Dans l’affaire ici commentée, le Tribunal fédéral reproche au manifestant d’avoir pris pour cible une façade de Crédit Suisse. Or, le choix de l’établissement n’est pas anodin. Comme l’a rapporté la Cour de justice de Genève dans son arrêt au fond :

« [Crédit Suisse] a un poids démesuré, par rapport à d’autres acteurs du secteur financier suisse, dans le domaine du financement des énergies fossiles. Tandis que sa principale concurrente [UBS] s’est désinvestie de ce domaine, à partir de l’année 2016 les investissements de [Crédit Suisse] ont augmenté entre 2016 et 2017, essentiellement en raison d’investissements dans le charbon […]. Dans une liste des banques les plus actives dans le financement des énergies fossiles dans le monde [Crédit Suisse] figure en 14ème position, avec des financements s’élevant à plus de 57,4 milliards de dollars au cours des trois dernières années […]. [UBS] avec un total de 25.8 milliards, figure en 25èmeposition » (CJ GE, AARP/339/2020 du 14.10.2020, partie En faits, i).

Crédit Suisse n’est donc pas n’importe quelle entreprise. Il s’agit de la banque suisse la plus impliquée dans la destruction du climat.
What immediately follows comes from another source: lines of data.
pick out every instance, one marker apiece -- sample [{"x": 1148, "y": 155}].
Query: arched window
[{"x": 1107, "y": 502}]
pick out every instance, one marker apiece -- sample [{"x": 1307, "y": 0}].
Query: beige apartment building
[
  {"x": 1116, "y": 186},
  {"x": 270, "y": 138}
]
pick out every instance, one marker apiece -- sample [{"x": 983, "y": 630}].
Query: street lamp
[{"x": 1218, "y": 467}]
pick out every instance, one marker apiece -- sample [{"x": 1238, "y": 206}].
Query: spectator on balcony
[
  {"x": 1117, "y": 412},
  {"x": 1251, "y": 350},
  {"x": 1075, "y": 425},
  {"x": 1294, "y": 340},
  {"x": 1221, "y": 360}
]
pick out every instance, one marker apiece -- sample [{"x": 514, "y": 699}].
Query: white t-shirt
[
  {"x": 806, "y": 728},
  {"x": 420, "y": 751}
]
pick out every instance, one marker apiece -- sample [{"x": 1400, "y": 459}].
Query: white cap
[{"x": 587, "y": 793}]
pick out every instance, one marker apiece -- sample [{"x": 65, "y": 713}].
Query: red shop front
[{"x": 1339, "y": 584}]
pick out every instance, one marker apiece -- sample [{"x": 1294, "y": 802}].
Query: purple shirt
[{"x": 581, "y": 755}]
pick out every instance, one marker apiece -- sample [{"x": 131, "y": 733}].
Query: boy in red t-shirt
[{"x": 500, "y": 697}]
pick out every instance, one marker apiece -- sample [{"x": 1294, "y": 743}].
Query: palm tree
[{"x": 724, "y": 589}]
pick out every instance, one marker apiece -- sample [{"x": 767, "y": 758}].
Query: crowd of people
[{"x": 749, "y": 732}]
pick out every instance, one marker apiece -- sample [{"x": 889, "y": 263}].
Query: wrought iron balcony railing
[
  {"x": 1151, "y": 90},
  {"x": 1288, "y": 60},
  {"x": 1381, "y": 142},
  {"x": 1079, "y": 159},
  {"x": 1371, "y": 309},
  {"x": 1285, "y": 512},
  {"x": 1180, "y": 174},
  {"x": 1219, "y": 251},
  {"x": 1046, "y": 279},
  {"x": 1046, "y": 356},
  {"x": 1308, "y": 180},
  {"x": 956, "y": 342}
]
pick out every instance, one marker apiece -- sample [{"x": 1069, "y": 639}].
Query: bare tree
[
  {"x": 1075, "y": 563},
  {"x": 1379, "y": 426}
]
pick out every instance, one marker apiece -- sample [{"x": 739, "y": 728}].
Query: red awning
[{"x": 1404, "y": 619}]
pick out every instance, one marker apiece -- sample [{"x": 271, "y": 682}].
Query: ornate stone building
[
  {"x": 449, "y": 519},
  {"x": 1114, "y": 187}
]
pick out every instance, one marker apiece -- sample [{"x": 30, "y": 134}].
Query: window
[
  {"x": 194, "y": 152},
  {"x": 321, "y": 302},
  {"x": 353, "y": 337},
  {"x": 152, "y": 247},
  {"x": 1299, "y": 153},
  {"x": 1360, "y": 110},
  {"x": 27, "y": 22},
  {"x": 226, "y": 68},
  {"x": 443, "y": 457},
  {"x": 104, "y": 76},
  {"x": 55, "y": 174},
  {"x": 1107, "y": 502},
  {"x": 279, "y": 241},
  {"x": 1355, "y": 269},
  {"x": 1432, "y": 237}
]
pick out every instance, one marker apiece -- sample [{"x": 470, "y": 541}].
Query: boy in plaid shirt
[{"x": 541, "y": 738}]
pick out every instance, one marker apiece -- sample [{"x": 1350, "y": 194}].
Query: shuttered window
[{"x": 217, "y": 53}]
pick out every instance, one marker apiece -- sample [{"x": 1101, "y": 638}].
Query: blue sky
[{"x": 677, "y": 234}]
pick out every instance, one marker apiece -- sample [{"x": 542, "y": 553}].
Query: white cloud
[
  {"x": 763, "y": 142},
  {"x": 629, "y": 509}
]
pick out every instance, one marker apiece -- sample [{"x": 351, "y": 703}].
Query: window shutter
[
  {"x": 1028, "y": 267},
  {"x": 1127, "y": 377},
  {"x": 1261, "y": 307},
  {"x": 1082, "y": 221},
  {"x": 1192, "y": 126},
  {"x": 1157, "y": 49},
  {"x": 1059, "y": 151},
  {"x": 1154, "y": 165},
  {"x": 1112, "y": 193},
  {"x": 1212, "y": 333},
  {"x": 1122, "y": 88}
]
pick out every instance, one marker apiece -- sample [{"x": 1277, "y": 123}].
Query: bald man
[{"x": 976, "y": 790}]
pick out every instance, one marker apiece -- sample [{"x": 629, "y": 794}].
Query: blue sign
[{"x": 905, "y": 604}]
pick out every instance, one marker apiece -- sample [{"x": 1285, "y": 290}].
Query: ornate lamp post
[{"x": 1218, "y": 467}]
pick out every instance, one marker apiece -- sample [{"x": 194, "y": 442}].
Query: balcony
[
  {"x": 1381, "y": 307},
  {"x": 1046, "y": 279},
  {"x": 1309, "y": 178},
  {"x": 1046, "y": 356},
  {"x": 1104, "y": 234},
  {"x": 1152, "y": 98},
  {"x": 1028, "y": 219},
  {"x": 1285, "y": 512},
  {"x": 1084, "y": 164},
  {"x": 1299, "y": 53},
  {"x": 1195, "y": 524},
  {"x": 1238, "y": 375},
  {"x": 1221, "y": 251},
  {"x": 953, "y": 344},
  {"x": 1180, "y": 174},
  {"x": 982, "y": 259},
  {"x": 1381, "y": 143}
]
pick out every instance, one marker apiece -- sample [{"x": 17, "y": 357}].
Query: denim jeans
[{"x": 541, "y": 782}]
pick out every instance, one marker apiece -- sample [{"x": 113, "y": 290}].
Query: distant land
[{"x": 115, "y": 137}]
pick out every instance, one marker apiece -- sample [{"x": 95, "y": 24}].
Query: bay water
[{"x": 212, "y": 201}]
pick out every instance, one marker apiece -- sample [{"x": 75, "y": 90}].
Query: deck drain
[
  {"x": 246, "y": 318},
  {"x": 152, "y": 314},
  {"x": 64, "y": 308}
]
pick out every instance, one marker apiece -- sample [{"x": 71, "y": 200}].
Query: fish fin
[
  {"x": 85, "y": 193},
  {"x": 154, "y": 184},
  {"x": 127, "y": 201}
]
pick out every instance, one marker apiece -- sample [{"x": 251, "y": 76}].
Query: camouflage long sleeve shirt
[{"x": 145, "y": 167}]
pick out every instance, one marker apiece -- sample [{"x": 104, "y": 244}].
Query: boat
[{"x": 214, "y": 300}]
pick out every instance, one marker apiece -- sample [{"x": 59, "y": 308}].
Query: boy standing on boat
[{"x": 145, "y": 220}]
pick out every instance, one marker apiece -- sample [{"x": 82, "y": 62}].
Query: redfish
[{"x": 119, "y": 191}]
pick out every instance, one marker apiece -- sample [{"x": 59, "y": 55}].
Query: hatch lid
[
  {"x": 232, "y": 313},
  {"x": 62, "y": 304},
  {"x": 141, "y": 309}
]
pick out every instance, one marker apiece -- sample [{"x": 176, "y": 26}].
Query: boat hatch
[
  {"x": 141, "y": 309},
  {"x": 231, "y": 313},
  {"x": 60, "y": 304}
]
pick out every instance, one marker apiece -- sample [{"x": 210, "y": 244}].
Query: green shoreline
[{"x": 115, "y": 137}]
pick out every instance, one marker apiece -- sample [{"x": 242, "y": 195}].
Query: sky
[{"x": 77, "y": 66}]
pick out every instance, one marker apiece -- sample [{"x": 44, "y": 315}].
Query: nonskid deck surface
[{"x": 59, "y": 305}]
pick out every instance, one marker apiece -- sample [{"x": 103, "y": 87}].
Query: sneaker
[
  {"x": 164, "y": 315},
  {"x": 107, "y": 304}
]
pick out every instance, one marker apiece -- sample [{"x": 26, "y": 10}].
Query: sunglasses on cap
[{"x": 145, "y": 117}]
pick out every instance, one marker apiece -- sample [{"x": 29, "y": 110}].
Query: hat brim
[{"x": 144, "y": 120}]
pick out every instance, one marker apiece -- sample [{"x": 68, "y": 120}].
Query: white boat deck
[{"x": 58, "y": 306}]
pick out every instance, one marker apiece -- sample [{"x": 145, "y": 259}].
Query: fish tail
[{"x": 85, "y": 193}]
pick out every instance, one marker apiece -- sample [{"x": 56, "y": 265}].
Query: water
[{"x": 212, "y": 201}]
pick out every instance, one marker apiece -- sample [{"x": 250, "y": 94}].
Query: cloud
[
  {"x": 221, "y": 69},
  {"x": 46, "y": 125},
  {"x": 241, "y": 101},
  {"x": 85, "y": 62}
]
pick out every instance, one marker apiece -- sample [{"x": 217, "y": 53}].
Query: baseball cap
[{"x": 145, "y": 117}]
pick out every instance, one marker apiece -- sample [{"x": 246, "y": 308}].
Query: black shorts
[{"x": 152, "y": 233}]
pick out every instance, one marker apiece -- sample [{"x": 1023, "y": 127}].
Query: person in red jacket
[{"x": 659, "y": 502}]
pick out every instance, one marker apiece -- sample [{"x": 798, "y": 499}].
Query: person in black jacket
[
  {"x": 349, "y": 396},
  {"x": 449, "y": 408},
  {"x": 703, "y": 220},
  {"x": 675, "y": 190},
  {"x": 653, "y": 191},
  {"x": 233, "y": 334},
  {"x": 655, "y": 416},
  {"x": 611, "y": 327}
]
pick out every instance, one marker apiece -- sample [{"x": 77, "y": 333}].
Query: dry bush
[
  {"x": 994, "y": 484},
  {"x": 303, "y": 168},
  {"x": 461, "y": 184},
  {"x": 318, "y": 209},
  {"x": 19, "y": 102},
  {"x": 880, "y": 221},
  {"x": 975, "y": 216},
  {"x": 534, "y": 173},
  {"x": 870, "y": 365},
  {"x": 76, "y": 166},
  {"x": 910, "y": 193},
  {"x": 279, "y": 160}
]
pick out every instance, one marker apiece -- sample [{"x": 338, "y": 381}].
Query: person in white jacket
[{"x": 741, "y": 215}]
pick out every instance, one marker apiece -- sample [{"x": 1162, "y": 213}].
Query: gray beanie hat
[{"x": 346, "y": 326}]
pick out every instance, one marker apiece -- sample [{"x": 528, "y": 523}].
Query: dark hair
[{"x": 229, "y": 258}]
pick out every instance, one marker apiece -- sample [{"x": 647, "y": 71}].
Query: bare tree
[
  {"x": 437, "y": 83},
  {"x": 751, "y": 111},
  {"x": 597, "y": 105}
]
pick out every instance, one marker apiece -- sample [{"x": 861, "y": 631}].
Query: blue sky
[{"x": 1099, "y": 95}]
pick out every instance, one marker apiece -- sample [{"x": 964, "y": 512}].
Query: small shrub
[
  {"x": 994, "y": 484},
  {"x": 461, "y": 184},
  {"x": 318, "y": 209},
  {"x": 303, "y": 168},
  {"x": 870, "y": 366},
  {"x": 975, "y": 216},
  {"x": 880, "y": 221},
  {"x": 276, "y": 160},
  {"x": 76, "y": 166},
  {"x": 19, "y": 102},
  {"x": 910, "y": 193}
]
Choisir Crédit Suisse pour cible est donc porteur d’un contenu expressif clair – d’ailleurs le message du manifestant a été compris de tous – qui aurait dû emporter application de l’art. 10 CEDH selon le raisonnement suivant : c’est notamment parce que Crédit Suisse était visée que le manifestant aurait dû être protégé par le CEDH. Or, le Tribunal fédéral a jugé précisément l’inverse : c’est parce que Crédit Suisse était visée que, non seulement l’art. 10 CEDH ne s’applique pas, mais aussi que le manifestant ne saurait être mis au bénéfice du mobile honorable.

L’auteur de ce résumé participe à la défense pénale de manifestants pour le climat.